La ley chilena define la universidad sobre la base de su función de otorgar grados académicos y de formar profesionales y técnicos. Esta función desprovista de autonomía no daría cuenta cabal de los rasgos característicos de la institución universitaria, no solo porque ella puede desempeñarse mejor en ausencia de interdicción de poderes externos, sino también porque la idea misma de universidad reposa en la concepción de Kant (2003: 76) de la Facultad filosófica como “sujeta tan solo a la legislación de la razón y no a la del gobierno”. La idea de universidad se construye desde el concepto de autonomía, y viceversa.71 Es por ello que la universidad estatal también debe ser autónoma. No habría universidad, dice Herrera (2016: 32), si no se garantiza un espacio “para el uso público de la razón y de algún grado de realización de él”, así como un espacio para el “pensamiento excepcional” y algún grado de realización de él.

Las funciones comunes o aquellas que se cumplen contingentemente por algunas IES, con independencia de su régimen jurídico, no sirven para caracterizar “lo público educacional”. Es por tanto inevitable adoptar un criterio mixto (formal y material) si se le quiere imputar consecuencias normativas (por ejemplo, el acceso a la gratuidad): el régimen público será aquél que defina la ley, sobre bases objetivas, no discriminatorias y proporcionales (compatibles con la autonomía).

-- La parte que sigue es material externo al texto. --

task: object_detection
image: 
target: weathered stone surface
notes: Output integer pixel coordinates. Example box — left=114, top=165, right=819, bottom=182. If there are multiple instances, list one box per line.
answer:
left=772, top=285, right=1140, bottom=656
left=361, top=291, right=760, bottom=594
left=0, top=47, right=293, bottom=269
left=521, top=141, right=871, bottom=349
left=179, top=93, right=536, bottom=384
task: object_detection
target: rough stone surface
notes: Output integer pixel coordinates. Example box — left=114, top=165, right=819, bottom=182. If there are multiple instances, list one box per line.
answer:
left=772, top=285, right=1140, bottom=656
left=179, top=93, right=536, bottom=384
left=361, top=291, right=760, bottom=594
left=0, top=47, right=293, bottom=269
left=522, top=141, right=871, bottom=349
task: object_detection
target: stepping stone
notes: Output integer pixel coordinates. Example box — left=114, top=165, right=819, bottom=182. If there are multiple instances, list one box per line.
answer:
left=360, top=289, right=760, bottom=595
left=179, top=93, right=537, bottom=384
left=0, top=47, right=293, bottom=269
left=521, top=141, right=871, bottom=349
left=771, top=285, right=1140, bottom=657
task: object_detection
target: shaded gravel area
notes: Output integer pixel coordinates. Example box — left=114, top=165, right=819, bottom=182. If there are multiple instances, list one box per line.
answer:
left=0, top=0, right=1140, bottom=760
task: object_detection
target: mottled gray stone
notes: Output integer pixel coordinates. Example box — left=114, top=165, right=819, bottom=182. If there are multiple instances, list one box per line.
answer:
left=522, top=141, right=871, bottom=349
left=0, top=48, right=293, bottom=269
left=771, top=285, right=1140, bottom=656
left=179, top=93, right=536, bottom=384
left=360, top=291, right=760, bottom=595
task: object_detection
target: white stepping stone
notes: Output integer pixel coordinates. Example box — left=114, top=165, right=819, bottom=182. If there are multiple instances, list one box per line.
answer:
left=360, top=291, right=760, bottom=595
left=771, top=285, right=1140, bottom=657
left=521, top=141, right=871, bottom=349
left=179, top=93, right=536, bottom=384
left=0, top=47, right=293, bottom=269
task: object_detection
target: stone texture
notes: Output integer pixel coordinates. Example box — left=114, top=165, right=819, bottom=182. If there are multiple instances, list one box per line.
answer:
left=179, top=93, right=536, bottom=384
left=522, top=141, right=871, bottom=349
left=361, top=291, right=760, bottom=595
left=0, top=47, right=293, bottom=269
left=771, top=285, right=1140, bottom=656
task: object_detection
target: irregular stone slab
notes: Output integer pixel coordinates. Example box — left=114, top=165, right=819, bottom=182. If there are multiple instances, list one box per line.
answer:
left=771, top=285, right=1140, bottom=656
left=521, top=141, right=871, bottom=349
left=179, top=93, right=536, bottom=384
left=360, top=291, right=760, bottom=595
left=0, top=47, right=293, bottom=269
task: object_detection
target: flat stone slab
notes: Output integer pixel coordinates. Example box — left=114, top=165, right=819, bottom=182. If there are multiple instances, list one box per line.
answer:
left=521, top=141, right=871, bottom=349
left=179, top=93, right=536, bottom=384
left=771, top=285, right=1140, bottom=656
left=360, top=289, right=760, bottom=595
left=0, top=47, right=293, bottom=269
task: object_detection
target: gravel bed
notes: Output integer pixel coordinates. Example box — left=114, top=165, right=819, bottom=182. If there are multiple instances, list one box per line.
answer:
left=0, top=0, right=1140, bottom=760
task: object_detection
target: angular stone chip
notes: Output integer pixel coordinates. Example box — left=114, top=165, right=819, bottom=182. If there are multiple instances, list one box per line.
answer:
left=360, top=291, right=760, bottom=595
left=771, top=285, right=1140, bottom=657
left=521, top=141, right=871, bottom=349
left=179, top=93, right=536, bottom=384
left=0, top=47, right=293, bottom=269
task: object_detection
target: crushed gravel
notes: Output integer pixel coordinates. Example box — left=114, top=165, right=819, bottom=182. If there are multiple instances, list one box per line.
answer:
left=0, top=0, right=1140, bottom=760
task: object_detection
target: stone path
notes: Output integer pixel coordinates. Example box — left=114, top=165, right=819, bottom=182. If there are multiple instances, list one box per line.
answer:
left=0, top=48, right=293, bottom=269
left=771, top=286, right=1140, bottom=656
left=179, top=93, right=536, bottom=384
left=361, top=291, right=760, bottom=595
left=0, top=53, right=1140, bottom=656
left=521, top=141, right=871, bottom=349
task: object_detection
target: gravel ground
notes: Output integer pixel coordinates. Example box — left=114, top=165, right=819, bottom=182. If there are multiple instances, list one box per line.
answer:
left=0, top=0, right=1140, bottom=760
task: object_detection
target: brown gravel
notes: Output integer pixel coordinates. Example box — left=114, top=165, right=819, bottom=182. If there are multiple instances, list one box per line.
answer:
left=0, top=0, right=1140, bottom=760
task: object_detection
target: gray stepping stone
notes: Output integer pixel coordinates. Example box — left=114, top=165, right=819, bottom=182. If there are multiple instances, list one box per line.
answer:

Las IES estatales deben obviamente ser consideradas públicas, por “la necesidad político-cultural (…) de no transformar a la educación superior en un mecanismo puramente endogámico y expresivo de intereses particulares” (Brunner y Peña, 2011b: 57); pero nada obsta a que IES privadas, autónomas en sentido material y formal, que carecen de dueño (y no persiguen fines de lucro) y que se orientan efectivamente a la producción de bienes públicos (incluida, por ejemplo, la equidad en el acceso), lo que debería ser verificado mediante una evaluación externa imparcial, sean también consideradas públicas de acuerdo con la ley.